I’m wondering if it would be worth it for someone at julia computing or someone with more knowledge than me to reach out to Kaggle and offer some support - they don’t currently have the user demand to work hard on their end, but it seems like it could be a useful avenue to increase interest among users in using julia for data science.
What can the Julia community do to support you in making Julia available as a language for playing with your amazing data sets in your wonderful competitions?
Julia is a young language taking aim at a lot of the strengths of python, matlab and R, with a focus on fast, simple technical computing. It supports notebooks, too!
That’s great, thanks! Someone (looks like from jupyter) also responded in that Kaggle thread suggesting that they file an issue about their issues with notebooks, so they’re getting hit from multiple fronts
Thanks for your feedback. I have passed this on to our engineering team to look into. Also, you may be interested in posting this on our feedback forum, as others may like to chime in as well.
For what it’s worth, there is a “Getting Started” competition titled “First Steps With Julia”. However, as I recall, even when I went through it a year or so ago (around the time of the Julia v0.4), their tutorials weren’t exactly “canonical” Julia. If someone wanted to provide an updated version of this tutorial, that might be a good place to start.
I think some work would need to be done to make the user experience as smooth as the Python version and not spend so much time on compilation, like using PackageCompiler(X) to bake the standard packages into the sysimg. But what’s standard, and how would it handle using different package versions? There might be other reasons I’m missing. The Kaggle team member did post “Supporting multiple languages adds a lot of work for us,” in that thread.
I’d wait until Julia has a major ML interface. MLJ looks promising, as soon as MLJ incorporates Knet, Flux, and options for hyper-parameter tuning I expect a lot more widespread use of Julia fro ML. Kaggle support will naturally follow.
I think that would be cool, but not sure it’s something julia computing is in a position to spend money on. Might be cheaper to offer a year of free support or something to the kaggle Dev ops team or something…
Or maybe a company using julia (invenia, looking at you!) could sponsor a competition?
It would be good if we can get as many people as possible to chime in on the thread here:
I met the Kaggle CEO - Anthony Goldbloom - last year and he reiterated what the Kaggle staff said in that thread. They did not see sufficient Julia usage when they had support. After their acquisition by Google, they had to redo a lot of their infrastructure and ended up dropping Julia. When the time is right, and there is significant community demand, he said they would certainly revisit it.

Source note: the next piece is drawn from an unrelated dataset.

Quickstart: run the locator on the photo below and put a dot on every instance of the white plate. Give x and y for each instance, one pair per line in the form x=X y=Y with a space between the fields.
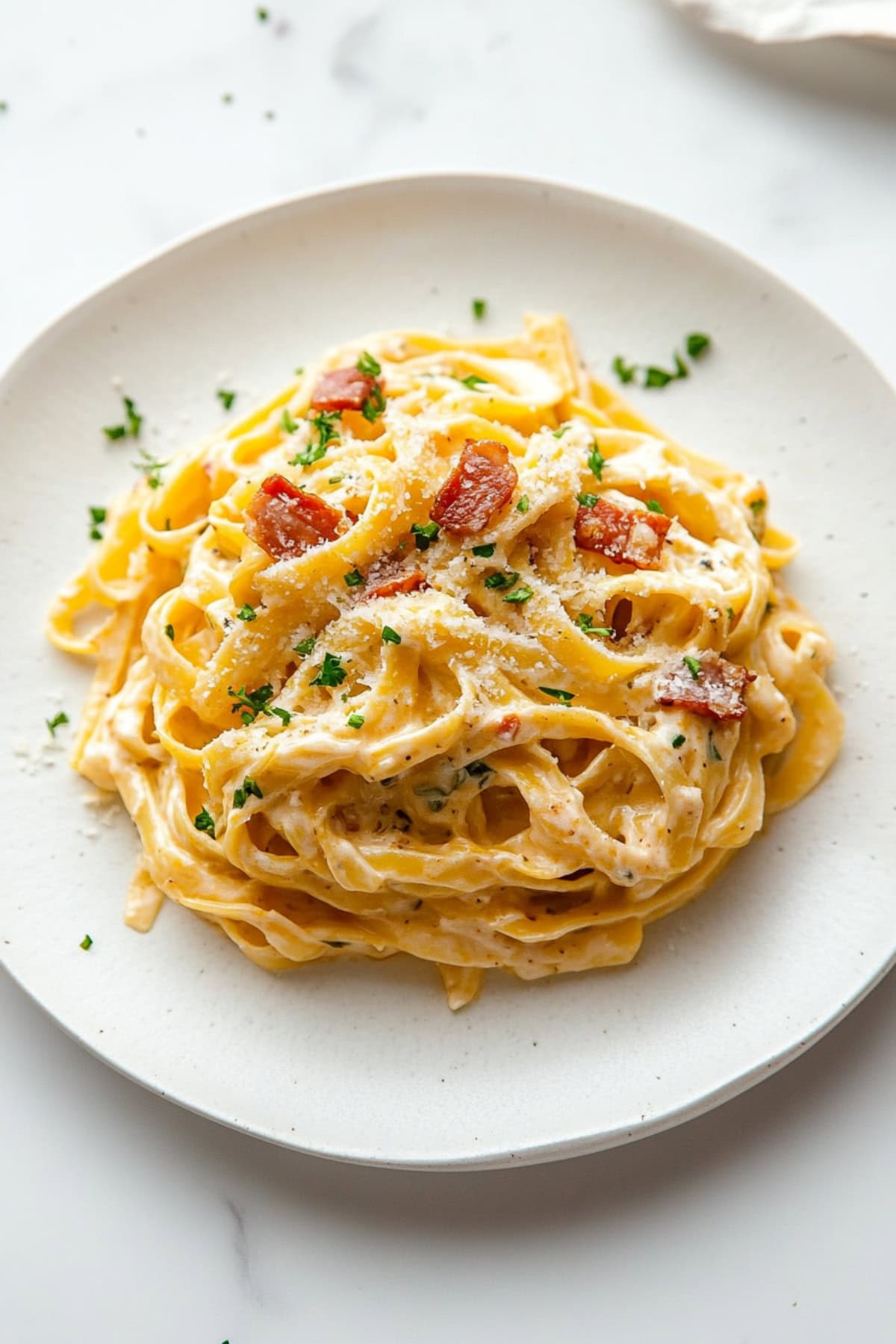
x=364 y=1062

A lot has changed in the last 2 years and the Julia community is at least 4-5x larger now.
From what I know, there are quite a few folks there who champion Julia. So it would greatly help for folks here to chime in there. Ideally with a somewhat detailed comment on why you would like to see Julia on Kaggle. Certainly upvote the topic and other comments you agree with at the very least.
The 2021 Kaggle Machine Learning and Data Science survey will close on Monday. It would be great for Julia users to mention their use of Julia in that survey. The latest Stack Overflow survey had the size of the Julia community about a fourth of that of R. If Kaggle sees a trend of the size of the Julia community approaching that of R, it might be a good argument towards including it in the future.